Non è la materia, è il movimento

We can only grow the way the wind blows
on a bare and weathered shore.
We can only bow to the here and now
in our elemental war.

We can only grow the way the wind blows.
We can only bow to the here and now
or be broken down blow by blow.

Rush, The way the wind blows

Chi comanda in famiglia? Ma io, tesoro!
La mamma prende solo le decisioni.

Woody Allen

In queste serate mi son messo a rileggere alcuni passaggi salienti di Anelli nell’io di D. Hofstadter. Si tratta di frasi, periodi e riflessioni che avevo sottolineato durante la prima lettura un po’ di tempo addietro.  Come si nota dal numero di pezzi che ho dedicato all’argomento, negli ultimi mesi il tema della coscienza mi ha preso parecchio. Una cotta passeggera come tante altre, insomma.  O forse no.

Cos’è la coscienza? Come si è formata? E’ solo un’illusione? Perché io sono io? Sono io che decido di scrivere, ora? Etc, etc. Questo vorrebbe essere un post definitivo in cui (mi?) chiarisco meglio la mia posizione al riguardo, posizione che è sintesi e rielaborazione delle cose che ho letto ultimamente sull’argomento.

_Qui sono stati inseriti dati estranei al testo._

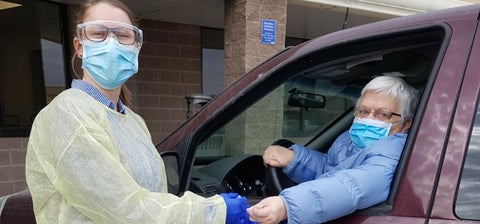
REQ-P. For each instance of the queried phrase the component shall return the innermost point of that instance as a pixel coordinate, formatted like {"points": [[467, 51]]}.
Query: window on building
{"points": [[212, 61], [32, 62]]}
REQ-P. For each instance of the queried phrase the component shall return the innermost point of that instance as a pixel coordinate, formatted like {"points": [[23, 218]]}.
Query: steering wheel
{"points": [[275, 179]]}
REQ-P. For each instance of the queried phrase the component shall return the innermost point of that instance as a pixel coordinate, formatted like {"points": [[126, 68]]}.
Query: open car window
{"points": [[309, 102]]}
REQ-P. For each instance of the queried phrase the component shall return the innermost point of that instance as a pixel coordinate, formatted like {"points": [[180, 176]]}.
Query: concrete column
{"points": [[243, 49], [254, 130]]}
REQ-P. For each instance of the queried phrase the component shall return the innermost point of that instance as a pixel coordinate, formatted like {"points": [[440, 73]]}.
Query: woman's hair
{"points": [[125, 93], [399, 89]]}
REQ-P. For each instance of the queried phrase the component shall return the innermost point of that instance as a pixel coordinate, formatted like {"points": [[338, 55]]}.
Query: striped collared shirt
{"points": [[96, 94]]}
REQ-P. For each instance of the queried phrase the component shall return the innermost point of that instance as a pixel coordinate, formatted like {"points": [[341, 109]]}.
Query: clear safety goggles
{"points": [[99, 30]]}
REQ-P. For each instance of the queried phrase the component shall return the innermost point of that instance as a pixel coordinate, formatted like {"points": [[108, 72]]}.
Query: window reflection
{"points": [[32, 65]]}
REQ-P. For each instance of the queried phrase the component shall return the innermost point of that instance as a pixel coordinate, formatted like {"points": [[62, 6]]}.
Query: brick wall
{"points": [[12, 165], [170, 69]]}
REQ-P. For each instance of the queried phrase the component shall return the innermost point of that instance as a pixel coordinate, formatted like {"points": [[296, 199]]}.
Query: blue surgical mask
{"points": [[109, 63], [366, 131]]}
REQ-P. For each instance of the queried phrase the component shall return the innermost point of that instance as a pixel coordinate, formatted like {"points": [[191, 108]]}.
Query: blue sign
{"points": [[269, 31]]}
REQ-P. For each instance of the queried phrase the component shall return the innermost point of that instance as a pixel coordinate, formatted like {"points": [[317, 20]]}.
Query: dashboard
{"points": [[243, 174]]}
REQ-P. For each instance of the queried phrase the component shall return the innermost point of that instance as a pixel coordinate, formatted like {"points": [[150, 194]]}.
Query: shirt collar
{"points": [[96, 94]]}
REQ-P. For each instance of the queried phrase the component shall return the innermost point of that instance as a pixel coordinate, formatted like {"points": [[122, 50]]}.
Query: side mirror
{"points": [[305, 100], [170, 159]]}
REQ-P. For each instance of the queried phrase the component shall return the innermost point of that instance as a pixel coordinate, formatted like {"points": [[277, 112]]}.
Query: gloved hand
{"points": [[236, 208]]}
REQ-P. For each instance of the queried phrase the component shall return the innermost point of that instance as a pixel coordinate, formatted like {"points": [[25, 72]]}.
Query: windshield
{"points": [[300, 109]]}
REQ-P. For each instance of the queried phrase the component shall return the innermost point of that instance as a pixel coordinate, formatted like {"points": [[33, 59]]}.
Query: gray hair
{"points": [[399, 89]]}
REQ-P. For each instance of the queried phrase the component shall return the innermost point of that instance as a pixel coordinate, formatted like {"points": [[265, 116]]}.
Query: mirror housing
{"points": [[305, 100]]}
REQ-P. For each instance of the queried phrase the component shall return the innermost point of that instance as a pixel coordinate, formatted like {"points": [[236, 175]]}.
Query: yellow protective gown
{"points": [[87, 163]]}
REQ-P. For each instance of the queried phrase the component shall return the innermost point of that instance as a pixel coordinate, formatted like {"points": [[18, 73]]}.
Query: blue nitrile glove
{"points": [[236, 208]]}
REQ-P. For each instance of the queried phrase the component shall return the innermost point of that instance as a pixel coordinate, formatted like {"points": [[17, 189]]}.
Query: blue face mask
{"points": [[109, 63], [366, 131]]}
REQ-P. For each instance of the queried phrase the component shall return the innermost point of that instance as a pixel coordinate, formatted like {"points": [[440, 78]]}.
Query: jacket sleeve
{"points": [[342, 191], [308, 164]]}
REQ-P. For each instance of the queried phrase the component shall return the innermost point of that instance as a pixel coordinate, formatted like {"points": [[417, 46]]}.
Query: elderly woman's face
{"points": [[378, 103]]}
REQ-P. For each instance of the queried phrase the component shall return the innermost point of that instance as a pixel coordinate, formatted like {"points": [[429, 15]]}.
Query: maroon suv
{"points": [[306, 94]]}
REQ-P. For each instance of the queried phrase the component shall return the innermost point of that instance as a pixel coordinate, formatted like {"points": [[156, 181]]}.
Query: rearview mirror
{"points": [[306, 100]]}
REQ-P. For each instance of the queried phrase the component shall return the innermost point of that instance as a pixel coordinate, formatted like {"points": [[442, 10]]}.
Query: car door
{"points": [[458, 183]]}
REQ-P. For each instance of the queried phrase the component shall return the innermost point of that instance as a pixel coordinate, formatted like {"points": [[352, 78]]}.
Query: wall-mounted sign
{"points": [[268, 32]]}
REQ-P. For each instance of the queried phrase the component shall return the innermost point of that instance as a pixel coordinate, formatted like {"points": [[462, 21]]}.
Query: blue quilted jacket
{"points": [[341, 181]]}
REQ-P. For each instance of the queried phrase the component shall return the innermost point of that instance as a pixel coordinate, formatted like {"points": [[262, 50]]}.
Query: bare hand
{"points": [[277, 156], [268, 211]]}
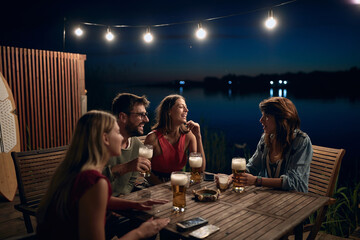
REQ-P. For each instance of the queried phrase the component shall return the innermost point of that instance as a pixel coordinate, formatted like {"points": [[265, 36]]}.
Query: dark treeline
{"points": [[314, 84]]}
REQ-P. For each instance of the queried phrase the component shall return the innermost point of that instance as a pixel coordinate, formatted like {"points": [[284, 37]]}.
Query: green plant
{"points": [[217, 150], [343, 217]]}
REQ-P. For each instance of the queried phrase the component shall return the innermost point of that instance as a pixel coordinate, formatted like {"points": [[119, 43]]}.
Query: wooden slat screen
{"points": [[47, 88]]}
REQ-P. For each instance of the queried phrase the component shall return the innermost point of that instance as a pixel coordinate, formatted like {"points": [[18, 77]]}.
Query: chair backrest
{"points": [[142, 138], [324, 170], [34, 170]]}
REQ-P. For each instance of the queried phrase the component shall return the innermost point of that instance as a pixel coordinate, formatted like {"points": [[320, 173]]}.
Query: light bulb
{"points": [[270, 23], [200, 33], [109, 36], [79, 32], [148, 37]]}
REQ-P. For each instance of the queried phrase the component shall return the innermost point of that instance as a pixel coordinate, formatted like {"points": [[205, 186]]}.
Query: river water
{"points": [[331, 122]]}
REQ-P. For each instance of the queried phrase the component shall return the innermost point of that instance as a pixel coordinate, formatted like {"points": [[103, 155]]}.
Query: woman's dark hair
{"points": [[286, 118], [163, 119]]}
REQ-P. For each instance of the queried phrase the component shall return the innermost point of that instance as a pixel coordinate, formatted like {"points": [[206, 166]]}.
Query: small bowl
{"points": [[206, 195]]}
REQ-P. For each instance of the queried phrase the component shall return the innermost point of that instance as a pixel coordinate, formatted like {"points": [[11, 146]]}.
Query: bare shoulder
{"points": [[151, 138], [189, 137]]}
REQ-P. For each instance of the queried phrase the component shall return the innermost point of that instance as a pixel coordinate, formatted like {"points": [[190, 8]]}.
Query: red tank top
{"points": [[173, 157]]}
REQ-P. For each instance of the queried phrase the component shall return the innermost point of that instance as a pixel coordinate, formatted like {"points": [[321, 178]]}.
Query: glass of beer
{"points": [[223, 181], [238, 166], [195, 162], [179, 182], [146, 151]]}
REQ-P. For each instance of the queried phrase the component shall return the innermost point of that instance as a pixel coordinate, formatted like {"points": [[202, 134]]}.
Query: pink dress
{"points": [[173, 157]]}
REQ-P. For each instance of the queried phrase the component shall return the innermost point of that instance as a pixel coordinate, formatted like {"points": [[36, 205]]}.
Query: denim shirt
{"points": [[295, 175]]}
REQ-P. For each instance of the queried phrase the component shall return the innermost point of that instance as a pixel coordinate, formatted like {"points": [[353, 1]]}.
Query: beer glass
{"points": [[238, 166], [223, 181], [179, 181], [195, 162], [146, 151]]}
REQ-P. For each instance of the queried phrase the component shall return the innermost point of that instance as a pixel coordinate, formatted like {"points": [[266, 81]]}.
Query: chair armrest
{"points": [[25, 209]]}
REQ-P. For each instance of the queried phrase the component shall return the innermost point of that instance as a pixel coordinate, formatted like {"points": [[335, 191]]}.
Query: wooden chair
{"points": [[34, 170], [324, 170]]}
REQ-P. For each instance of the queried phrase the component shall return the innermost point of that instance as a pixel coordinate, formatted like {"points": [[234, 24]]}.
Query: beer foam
{"points": [[146, 153], [195, 162], [179, 179], [223, 180], [238, 164]]}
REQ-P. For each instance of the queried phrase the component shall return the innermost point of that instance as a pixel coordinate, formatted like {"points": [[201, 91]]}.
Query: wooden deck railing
{"points": [[49, 93]]}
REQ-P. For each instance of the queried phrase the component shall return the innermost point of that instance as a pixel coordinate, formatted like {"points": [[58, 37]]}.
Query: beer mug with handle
{"points": [[179, 182], [238, 166], [146, 151], [195, 162]]}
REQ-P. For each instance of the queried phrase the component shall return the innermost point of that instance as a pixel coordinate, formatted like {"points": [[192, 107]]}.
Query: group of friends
{"points": [[103, 163]]}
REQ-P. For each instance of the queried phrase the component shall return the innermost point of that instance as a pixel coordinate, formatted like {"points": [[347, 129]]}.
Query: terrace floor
{"points": [[12, 223]]}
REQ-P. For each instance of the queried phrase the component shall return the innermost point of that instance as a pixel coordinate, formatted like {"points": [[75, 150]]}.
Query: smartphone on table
{"points": [[191, 224]]}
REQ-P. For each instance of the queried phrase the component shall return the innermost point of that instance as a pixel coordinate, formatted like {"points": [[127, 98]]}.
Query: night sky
{"points": [[311, 35]]}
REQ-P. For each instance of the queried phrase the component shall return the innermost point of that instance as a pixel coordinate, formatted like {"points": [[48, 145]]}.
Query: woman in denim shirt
{"points": [[283, 154]]}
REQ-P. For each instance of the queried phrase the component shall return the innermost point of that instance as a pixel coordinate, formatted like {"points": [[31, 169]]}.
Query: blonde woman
{"points": [[78, 197]]}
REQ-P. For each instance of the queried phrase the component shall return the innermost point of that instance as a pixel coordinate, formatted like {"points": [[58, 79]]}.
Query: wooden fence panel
{"points": [[48, 87]]}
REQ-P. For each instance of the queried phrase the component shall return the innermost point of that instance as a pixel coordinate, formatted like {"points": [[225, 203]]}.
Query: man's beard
{"points": [[133, 131]]}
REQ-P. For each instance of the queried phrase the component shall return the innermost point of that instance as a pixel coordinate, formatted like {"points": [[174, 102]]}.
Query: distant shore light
{"points": [[79, 32]]}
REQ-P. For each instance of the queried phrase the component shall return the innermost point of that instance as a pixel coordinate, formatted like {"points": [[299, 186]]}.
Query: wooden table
{"points": [[258, 213]]}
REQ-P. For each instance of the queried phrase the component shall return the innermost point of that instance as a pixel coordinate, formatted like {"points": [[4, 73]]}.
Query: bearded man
{"points": [[123, 171]]}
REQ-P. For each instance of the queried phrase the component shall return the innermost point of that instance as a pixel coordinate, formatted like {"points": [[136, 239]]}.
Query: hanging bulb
{"points": [[147, 36], [109, 36], [78, 31], [200, 33], [270, 22]]}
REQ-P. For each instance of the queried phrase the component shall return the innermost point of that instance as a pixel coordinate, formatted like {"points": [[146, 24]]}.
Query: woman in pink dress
{"points": [[172, 137], [77, 200]]}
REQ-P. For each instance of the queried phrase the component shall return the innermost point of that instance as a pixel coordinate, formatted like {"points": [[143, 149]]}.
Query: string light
{"points": [[109, 36], [271, 22], [147, 36], [200, 33], [78, 31]]}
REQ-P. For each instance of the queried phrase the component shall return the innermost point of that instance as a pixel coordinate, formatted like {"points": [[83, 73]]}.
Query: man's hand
{"points": [[139, 164], [147, 205]]}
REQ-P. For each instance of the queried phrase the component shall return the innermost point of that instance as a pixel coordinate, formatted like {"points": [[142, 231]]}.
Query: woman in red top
{"points": [[78, 197], [171, 137]]}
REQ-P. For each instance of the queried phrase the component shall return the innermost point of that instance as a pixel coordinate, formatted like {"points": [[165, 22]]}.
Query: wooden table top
{"points": [[258, 213]]}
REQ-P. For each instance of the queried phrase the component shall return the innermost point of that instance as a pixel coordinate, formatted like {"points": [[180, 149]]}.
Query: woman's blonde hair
{"points": [[286, 118], [87, 149], [163, 119]]}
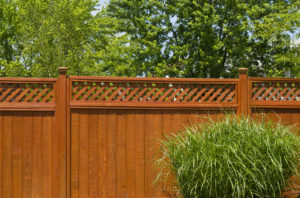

Il fatto anomalo è che ci sono volte in cui mi metto a pensare alla questione più del dovuto, nei posti più bizzarri. Succede e, come vedremo, non posso oppormi. Non posso farci granché. E’ proprio una cotta.

Qualche settimana fa, per esempio, ho passato alcuni giorni a Parigi. Nella capitale francese, a causa del lungo camminare e del poco dormire, mi sono venuto a trovare in una condizione di estrema stanchezza mentale (e fisica).

E’ in quei momenti di basso livello d’attenzione che mi capitava di udire frasi uscite dalla mia bocca e di valutarle a posteriori come fenomeni improvvisi, “oggetti” indipendenti che io non avevo avuto intenzione di creare (1). Queste frasi erano saltuariamente non del tutto adeguate alla situazione in cui mi trovavo. Oblique rispetto alla realtà circostante o ai dialoghi che ero tenuto a sostenere. Io le pronunciavo e, dopo averne preso atto grazie alle orecchie, subito dopo mi chiedevo perché tali sequenze di parole fossero uscite dalla mia bocca (erano mie?), dal momento che non ero stato io a progettarle. A posteriori, pensavo: perché ho detto questa sciocchezza? volevo davvero dire ciò che ho detto? e c’entra qualcosa ciò che ho detto con la situazione contingente?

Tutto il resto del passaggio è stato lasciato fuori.